World shares are down around 8% so far this year, having slumped 35% between Feb. 20 and March 23 in the most destructive sell-off since the Great Depression. But the world equity index is up 17.5% this quarter – on track for its biggest quarterly gain since the second quarter of 2009.
Rising COVID-19 cases continue to show signs of a second deadly wave of the pandemic, but markets still expect a global economic recovery with lockdown measures easing.
Los Angeles has become a new epicentre in the pandemic as coronavirus cases and hospitalisations surge there despite California Governor Gavin Newsom’s orders requiring bars to close and residents to wear masks in nearly all public spaces.
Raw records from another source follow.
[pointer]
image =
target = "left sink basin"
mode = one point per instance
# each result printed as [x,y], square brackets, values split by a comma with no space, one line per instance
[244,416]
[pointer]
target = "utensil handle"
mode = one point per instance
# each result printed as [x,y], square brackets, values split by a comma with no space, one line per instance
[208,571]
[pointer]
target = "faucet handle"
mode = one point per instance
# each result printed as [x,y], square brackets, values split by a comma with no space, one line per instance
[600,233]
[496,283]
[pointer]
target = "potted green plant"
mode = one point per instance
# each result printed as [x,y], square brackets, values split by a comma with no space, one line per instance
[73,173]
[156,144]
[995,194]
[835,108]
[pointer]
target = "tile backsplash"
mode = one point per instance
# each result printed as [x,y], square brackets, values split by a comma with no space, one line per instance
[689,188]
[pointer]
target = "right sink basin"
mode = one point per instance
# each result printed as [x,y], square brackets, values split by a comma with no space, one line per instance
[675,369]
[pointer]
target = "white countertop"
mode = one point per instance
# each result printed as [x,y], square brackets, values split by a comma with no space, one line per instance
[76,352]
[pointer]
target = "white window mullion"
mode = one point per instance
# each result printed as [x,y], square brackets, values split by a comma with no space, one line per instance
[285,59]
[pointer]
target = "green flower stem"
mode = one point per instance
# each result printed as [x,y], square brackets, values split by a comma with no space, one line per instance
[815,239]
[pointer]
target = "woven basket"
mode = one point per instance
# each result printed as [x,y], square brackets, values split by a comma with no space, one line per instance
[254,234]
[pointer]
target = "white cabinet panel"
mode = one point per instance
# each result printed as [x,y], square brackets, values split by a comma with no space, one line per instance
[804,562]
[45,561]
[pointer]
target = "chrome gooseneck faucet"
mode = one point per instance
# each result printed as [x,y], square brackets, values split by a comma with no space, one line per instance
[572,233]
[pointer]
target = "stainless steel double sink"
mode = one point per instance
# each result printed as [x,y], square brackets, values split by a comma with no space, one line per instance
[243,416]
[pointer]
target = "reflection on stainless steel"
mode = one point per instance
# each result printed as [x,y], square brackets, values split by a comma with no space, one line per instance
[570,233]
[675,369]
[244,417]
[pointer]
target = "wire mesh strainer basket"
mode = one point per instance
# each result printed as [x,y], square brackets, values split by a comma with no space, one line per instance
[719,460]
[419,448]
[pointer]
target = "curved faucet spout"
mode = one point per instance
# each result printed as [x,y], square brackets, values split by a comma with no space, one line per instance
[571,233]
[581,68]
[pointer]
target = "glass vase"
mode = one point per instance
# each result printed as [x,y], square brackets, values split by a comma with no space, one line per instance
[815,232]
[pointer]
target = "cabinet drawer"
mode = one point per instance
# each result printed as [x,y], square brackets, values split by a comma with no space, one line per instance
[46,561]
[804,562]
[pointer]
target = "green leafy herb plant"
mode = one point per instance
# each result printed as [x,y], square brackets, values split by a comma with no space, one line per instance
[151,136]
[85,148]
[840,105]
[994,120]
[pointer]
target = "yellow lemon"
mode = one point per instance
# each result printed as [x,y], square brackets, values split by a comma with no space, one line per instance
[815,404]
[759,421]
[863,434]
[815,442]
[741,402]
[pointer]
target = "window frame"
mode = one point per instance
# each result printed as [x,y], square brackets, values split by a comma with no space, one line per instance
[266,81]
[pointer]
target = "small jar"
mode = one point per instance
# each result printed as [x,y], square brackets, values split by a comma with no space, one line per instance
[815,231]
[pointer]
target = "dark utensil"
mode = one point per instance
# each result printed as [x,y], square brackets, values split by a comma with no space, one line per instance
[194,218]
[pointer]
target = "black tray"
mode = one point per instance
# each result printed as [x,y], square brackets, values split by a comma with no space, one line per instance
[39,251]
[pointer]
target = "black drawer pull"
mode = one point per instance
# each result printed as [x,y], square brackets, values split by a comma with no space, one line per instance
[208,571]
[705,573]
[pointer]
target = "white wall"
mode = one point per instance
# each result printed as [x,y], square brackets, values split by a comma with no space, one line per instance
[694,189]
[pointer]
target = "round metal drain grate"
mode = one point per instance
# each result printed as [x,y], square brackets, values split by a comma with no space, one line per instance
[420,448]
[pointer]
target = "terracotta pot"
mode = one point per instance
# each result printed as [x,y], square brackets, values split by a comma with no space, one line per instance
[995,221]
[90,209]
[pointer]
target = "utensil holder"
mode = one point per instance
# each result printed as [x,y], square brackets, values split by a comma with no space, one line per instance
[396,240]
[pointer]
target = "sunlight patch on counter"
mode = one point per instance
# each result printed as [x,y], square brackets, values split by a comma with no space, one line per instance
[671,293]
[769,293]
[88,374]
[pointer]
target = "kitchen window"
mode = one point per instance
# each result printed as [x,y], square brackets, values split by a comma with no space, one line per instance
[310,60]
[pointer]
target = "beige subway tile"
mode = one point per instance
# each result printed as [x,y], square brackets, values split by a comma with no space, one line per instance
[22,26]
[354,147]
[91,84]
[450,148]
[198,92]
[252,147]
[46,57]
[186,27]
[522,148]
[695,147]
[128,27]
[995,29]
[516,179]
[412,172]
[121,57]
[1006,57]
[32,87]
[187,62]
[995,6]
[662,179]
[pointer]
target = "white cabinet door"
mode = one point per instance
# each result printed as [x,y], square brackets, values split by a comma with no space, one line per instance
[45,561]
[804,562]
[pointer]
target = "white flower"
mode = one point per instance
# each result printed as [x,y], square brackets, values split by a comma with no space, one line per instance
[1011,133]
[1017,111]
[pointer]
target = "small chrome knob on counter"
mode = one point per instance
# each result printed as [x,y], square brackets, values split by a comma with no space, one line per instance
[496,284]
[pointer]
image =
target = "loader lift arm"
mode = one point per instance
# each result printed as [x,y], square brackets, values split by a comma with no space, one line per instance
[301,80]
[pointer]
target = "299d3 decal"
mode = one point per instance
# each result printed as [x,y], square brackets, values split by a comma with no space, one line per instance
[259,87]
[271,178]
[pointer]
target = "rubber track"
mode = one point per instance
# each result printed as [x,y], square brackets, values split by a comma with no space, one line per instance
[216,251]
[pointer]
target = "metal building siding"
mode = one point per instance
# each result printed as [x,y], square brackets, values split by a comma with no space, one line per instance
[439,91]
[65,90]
The World Health Organization (WHO) will “read carefully” a Chinese study on a new flu virus found in pigs, a spokesman said, adding that the findings underscored the importance of influenza surveillance during the current pandemic.
“Asset markets are looking beyond COVID stats,” said Neil Jones, head of FX sales at Mizuho Bank. “There’s some expectation of containment and then, further down the line, an expectation of some form of measure to combat the virus.”
U.S. Federal Reserve Chair Jerome Powell said on Monday the outlook for the world’s biggest economy was “extraordinarily uncertain”.
European shares edged up, with the Euro STOXX 600 up 0.1% at 1102 GMT having been relatively range-bound for the past two weeks. Germany’s DAX was up 0.3%.
London’s FTSE 100 was down 0.6%. Britain’s economy shrank by the most since 1979 in early 2020 as households slashed their spending, according to official data that included the first few days of the lockdown.
Supported by end-of-quarter flows, the dollar rose to 97.722 against a basket of currencies, up 0.3% on the day.
“I would expect overall dollar demand to continue as we go into July,” Mizuho’s Neil Jones said.
“If there’s a summer lull then we may see a dollar sell-off into the elections but as we run up to the end of the year I would expect to see a resurgence of dollar demand,” he added.
The euro was down around 0.3% against the dollar, at $1.1208, while the Australian and New Zealand dollars also edged down.
Oil prices slipped as traders took profits after sharp gains the previous session and Libya’s state oil company flagged progress in talks to resume exports, potentially boosting supply. Prices then recovered partially.
U.S. crude was down 0.6% at $39.15 a barrel, having hit as low as $39.00, while Brent crude slipped 0.6% to $41.16 per barrel.
China’s parliament passed national security legislation for Hong Kong in response to last year’s pro-democracy protests. The United States, Britain and other Western governments have said the legislation erodes the autonomy the city was granted at its 1997 handover. Market reaction was limited.
Demand for safe German debt was little changed, with the 10-year government Bund yield at -0.478% DE10YT=RR.
Annual inflation in the 19 countries sharing the euro accelerated to 0.3% in June from a four-year low of 0.1% in May, beating forecasts for no change and supporting the European Central Bank’s expectation that a negative reading may be avoided.